The Red Hat acquisition is IBM's bet on farm migration. It remains to be seen how the IBM and Red Hat cultures will mesh together. On the bright side, the two companies have been hybrid cloud partners for years.

For its part, Red Hat developed the Kubernetes game with OpenShift. It also continues to work with the hybrid cloud ecosystem, including Microsoft Azure.
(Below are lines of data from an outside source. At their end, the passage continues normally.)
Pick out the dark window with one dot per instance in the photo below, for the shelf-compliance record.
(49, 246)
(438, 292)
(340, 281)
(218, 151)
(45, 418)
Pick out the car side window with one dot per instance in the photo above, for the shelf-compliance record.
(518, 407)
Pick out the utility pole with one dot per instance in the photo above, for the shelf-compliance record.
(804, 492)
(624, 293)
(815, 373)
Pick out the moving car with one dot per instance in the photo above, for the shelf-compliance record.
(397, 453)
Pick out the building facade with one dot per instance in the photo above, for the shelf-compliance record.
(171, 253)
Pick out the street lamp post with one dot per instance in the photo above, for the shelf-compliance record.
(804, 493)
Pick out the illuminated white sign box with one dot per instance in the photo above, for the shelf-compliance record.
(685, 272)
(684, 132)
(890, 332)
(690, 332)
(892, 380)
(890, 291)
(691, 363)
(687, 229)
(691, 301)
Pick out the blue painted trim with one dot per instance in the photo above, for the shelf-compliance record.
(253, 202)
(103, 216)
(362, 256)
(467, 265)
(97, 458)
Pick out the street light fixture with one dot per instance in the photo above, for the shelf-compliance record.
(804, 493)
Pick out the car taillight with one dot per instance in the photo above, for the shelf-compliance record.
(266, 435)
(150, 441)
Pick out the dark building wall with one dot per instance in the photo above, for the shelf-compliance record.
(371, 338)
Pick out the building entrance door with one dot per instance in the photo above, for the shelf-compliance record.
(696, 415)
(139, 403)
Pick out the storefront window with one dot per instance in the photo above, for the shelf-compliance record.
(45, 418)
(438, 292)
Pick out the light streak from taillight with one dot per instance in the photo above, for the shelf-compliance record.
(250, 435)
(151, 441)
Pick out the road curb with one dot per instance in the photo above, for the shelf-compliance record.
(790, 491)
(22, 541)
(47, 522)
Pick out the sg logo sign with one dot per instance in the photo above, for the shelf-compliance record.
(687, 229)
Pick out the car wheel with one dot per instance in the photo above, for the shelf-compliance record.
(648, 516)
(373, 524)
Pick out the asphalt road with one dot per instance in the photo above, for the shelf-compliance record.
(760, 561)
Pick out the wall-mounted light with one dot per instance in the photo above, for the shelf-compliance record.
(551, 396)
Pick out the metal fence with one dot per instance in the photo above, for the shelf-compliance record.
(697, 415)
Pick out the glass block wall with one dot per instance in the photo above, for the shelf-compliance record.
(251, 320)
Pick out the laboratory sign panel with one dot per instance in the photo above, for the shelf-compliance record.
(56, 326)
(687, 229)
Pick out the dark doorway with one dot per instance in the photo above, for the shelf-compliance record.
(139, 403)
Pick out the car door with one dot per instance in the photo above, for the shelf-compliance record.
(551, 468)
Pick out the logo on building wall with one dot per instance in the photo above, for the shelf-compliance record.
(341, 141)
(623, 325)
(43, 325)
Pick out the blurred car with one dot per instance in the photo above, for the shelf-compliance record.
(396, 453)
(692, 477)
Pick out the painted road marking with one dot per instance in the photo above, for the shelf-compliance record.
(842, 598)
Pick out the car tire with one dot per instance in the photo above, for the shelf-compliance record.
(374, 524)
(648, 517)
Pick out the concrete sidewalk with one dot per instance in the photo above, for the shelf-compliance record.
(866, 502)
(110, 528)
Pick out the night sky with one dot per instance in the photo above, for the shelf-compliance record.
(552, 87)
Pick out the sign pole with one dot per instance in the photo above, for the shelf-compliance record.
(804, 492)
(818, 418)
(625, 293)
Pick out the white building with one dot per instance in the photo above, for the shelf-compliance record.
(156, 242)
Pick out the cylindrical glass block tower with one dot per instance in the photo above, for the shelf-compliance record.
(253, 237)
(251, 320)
Microsoft CEO Nadella even attended the Red Hat Summit.

In fact, IBM CFO James Kavanaugh reiterated Red Hat's reasoning on the company's Q4 earnings call, noting that the blue giant is seeing more deals for IBM Cloud Private and its "hybrid open" cloud environment. Kavanaugh added:

Let me pause for a moment and remind you of the value we're seeing from the combination of IBM and Red Hat, which is all about accelerating hybrid cloud adoption. Customer response to the announcement has been very positive. They understand the power of this acquisition and the combination of IBM and Red Hat capabilities to help them move beyond their initial cloud efforts and truly move their business applications to the cloud. They are concerned about secure portability of data and workloads across cloud environments, consistency of management and security protocols across clouds and avoiding vendor lock-in. They understand how the combination of IBM and Red Hat will help them address these issues.

IBM's Q4 service revenue operating rate was $12.2 billion, making it a strong cloud provider, but not on par with AWS and Azure today. It's likely that the strategies of all the big cloud providers will eventually converge.

The new hybrid and multi-cloud landscape could be one of the key things to watch in the cloud wars in 2019.

Here are some of the key players to consider:

VMware:

It's part of Dell's technology portfolio, and for many years it owned traditional data centers. The company became a virtualization vendor and then adopted everything from containers to OpenStack. Perhaps the best move for VMware is to work closely with AWS. This hybrid cloud partnership is a win-win for both parties, and both companies are on a roll. The partnership is so interesting that VMware is helping to bring AWS to the field. With wit:

Pat Gelsinger: Dell is a fan of the VMware-AWS partnership

AWS Outposts delivers AWS cloud hardware locally

VMWare gets Heptio in enterprise Kubernetes adoption push

VMware touts multicloud with expanded s hybrid cloud portfolio to tout a multi-cloud strategy

Of course, VMware also has vRealize Suite, vCloud Air, VMware HCX, Cloud Management Platform, vSphere and networking products.

Dell Technologies and HPE:

Both vendors have multiple products to run data centers and are plugging into cloud providers.

Dell EMC updated its portfolio to help organizations avoid "cloud silos."

HPE launched Composable Cloud as it moves deeper into its hybrid cloud strategy

HPE's plan boils down to a multi-cloud hybrid infrastructure that scales to the edge. .

Dell Technologies, however, has had the most success in the hybrid space. Dell Technologies used its annual customer conference to outline its Dell Cloud Platform and how it integrates various parts of its portfolio. The result is that VMware, which is majority owned by Dell Technologies, will be the glue between its products and services. The effort provides Dell Technologies with a more integrated approach to cloud computing that can connect private, local and public **** computing resources.

Cisco

Cisco then built a sizable software portfolio through acquisitions. Cisco outlined a data center where any vision revolves around plugging its application-centric infrastructure (ACI) into multiple clouds. No matter how you slice the hybrid cloud game, the end state is the same: multiple providers and private infrastructures seamlessly connected. Cisco has also partnered with Google Cloud. Kubernetes, Istio, and Apigee are the glue that holds the Cisco-Google effort together.

While the hybrid cloud market is widely outgrown as traditional vendors open up new ways to sell hardware, the new multicloud world is gaining even more acceptance among former upstarts who want to turn the likes of IBM, VMware, Dell, and HPE into dinosaurs.